Or rather, when is nuclear energy renewable energy and when isn’t it? The answer being when someone wants to big up the contribution if renewables to the country’s energy supplies nuclear is a renewable and when someone wants to discuss how to provide the country’s future energy supplies nuclear isn’t a renewable:
Zero-carbon energy outstrips fossil fuels in Britain across 2019
Rise in renewables and decline in coal-fired power leads to cleanest energy year on record
Zero-carbon energy became Britain’s largest electricity source in 2019, delivering nearly half the country’s power and outstripping fossil fuels for the first time.
Following a dramatic decline in coal-fired power and a rise in renewable and low-carbon energy, 2019 was the cleanest energy year on record for Britain, according to National Grid, which owns and operates the electricity transmission network in England and Wales, and also runs the Scottish networks.

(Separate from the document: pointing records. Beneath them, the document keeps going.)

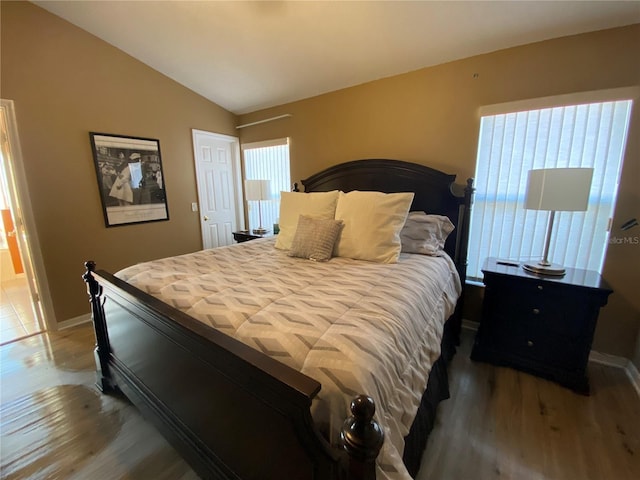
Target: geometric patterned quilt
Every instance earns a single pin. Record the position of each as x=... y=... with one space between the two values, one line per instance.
x=354 y=326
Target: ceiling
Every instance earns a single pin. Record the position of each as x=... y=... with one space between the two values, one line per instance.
x=246 y=56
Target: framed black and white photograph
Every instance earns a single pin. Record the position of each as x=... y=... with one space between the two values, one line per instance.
x=130 y=179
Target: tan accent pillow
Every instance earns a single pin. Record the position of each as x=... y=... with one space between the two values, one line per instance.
x=425 y=234
x=372 y=224
x=294 y=204
x=315 y=238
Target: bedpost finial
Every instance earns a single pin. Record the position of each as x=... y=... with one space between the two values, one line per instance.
x=361 y=435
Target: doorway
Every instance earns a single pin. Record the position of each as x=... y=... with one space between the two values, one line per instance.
x=21 y=313
x=217 y=162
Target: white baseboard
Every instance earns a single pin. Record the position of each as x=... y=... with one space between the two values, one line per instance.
x=620 y=362
x=75 y=321
x=595 y=357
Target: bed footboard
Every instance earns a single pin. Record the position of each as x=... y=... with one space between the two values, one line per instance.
x=232 y=412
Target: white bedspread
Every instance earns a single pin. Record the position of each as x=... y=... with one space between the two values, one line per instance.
x=354 y=326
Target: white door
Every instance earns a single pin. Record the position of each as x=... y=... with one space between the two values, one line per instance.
x=217 y=162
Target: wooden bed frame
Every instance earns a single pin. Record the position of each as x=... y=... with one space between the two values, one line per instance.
x=231 y=411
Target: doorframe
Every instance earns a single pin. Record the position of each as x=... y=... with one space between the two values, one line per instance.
x=22 y=212
x=237 y=174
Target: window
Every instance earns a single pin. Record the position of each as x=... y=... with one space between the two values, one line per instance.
x=510 y=144
x=267 y=160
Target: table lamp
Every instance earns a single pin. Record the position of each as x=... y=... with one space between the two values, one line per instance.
x=556 y=189
x=257 y=191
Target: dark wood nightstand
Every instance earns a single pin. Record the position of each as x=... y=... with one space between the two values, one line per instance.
x=539 y=324
x=246 y=235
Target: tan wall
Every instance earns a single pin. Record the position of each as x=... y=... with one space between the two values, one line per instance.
x=430 y=116
x=66 y=83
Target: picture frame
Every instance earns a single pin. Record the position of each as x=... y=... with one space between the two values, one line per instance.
x=130 y=178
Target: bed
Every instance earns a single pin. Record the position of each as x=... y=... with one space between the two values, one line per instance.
x=229 y=401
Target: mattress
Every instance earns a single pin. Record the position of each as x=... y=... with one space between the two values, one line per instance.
x=354 y=326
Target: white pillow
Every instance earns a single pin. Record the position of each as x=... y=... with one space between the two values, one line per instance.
x=425 y=234
x=372 y=224
x=294 y=204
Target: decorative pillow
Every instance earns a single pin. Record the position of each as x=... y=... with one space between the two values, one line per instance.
x=294 y=204
x=425 y=234
x=372 y=224
x=315 y=238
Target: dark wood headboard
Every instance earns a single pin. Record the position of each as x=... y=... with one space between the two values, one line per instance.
x=434 y=193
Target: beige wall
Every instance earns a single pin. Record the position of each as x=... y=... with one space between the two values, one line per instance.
x=430 y=116
x=66 y=83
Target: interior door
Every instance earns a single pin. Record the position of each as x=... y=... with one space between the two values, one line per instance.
x=217 y=162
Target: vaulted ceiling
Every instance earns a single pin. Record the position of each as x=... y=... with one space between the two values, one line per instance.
x=246 y=56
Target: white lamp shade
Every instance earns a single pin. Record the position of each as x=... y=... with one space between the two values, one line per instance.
x=257 y=190
x=559 y=189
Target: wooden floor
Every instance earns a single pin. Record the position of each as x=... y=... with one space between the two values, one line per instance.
x=54 y=424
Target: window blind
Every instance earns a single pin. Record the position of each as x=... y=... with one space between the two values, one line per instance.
x=267 y=161
x=510 y=144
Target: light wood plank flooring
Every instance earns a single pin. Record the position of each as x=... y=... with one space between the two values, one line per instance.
x=500 y=423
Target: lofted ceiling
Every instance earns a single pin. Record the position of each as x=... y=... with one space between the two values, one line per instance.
x=246 y=56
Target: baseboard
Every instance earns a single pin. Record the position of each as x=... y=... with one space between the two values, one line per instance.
x=469 y=325
x=75 y=321
x=596 y=357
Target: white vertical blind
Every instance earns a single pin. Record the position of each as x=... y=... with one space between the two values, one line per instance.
x=588 y=135
x=267 y=161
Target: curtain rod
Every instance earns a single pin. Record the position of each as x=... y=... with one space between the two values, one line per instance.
x=265 y=120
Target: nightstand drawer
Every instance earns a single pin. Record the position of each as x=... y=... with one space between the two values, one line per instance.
x=542 y=325
x=561 y=312
x=532 y=346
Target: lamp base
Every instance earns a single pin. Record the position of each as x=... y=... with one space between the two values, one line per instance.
x=542 y=269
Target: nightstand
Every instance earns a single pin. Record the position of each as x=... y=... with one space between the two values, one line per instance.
x=246 y=235
x=539 y=324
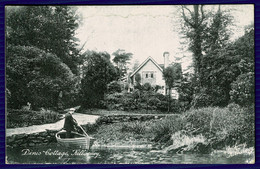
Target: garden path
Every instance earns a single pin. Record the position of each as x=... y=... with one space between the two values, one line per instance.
x=81 y=119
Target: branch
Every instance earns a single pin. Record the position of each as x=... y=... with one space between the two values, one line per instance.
x=185 y=18
x=187 y=9
x=202 y=14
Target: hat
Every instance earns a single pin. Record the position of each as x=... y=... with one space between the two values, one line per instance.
x=72 y=109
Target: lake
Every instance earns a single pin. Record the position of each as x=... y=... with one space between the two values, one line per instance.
x=54 y=153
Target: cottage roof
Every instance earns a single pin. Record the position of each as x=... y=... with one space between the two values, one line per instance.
x=142 y=65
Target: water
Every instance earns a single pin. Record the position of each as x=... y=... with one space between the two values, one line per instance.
x=56 y=154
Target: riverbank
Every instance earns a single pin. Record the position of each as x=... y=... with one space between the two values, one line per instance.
x=204 y=131
x=224 y=132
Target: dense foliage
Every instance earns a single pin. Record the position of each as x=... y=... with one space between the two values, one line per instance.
x=218 y=62
x=98 y=72
x=220 y=127
x=41 y=56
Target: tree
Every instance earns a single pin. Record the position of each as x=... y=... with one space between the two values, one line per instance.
x=98 y=72
x=136 y=65
x=36 y=76
x=194 y=27
x=49 y=28
x=222 y=66
x=171 y=75
x=121 y=59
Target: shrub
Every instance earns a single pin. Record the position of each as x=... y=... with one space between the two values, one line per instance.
x=243 y=90
x=231 y=125
x=163 y=129
x=114 y=87
x=135 y=127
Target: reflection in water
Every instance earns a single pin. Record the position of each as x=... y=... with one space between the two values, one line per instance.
x=59 y=155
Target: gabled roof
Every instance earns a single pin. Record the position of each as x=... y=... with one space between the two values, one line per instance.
x=142 y=65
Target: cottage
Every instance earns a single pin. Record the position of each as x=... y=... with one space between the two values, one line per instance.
x=152 y=72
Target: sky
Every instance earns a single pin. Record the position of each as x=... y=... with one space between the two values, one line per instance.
x=145 y=30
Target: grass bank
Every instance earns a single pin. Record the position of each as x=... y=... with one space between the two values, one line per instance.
x=24 y=118
x=197 y=130
x=207 y=129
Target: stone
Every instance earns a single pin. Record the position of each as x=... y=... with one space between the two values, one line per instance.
x=24 y=145
x=43 y=134
x=20 y=136
x=31 y=144
x=10 y=139
x=40 y=138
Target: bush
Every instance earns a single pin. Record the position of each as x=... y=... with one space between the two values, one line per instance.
x=230 y=125
x=163 y=129
x=36 y=76
x=135 y=127
x=243 y=90
x=221 y=126
x=114 y=87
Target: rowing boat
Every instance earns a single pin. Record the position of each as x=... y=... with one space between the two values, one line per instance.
x=78 y=141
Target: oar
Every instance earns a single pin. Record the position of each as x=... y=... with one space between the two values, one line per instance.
x=83 y=130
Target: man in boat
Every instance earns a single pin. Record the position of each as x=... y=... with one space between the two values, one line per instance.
x=70 y=123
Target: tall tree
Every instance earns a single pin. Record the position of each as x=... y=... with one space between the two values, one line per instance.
x=98 y=72
x=172 y=74
x=194 y=24
x=49 y=28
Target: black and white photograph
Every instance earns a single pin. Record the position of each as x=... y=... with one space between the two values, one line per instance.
x=130 y=84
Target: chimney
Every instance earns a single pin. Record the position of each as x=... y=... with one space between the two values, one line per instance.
x=166 y=59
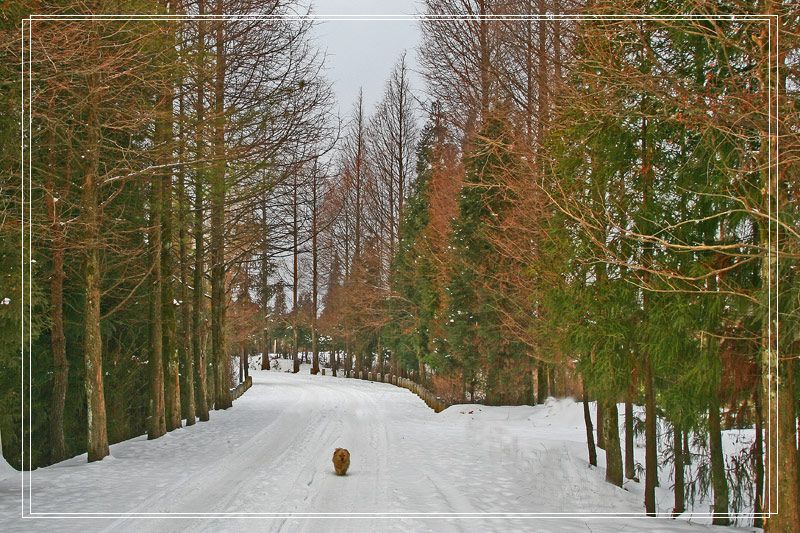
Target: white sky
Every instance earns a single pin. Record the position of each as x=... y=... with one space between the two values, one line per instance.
x=363 y=53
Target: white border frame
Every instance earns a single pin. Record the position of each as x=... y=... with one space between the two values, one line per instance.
x=26 y=71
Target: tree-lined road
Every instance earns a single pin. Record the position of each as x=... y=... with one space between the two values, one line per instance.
x=271 y=453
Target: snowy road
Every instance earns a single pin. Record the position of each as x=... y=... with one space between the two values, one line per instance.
x=271 y=453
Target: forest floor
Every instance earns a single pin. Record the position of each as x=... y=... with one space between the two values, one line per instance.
x=271 y=453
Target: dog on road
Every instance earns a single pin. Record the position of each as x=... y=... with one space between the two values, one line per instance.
x=341 y=461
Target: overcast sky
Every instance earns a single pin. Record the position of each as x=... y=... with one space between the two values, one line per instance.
x=362 y=53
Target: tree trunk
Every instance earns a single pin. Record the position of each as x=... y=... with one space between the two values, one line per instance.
x=184 y=346
x=587 y=420
x=96 y=429
x=630 y=466
x=198 y=329
x=314 y=278
x=58 y=449
x=651 y=442
x=219 y=346
x=157 y=426
x=172 y=390
x=679 y=489
x=541 y=383
x=601 y=441
x=759 y=453
x=611 y=438
x=718 y=475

National Grid’s latest data shows that wind farms, solar and nuclear energy, alongside energy imported by subsea cables, delivered 48.5% of Britain’s electricity in 2019. This compares to 43% generated by fossil fuels – coal, gas, and other carbon sources such as oil and diesel. The remaining 8.5% was generated by biomass, such as wood pellets.
When we want to show how far we’ve come nuclear is good. When we want to decide how far we should go nuclear is bad. Because these very same people who will be swooning over this zero carbon number will be exactly the same people who will shudder over the mere possibility of using nuclear electrons.
But then, you know, their being two-faced just gives us another pair of cheeks to slap them on.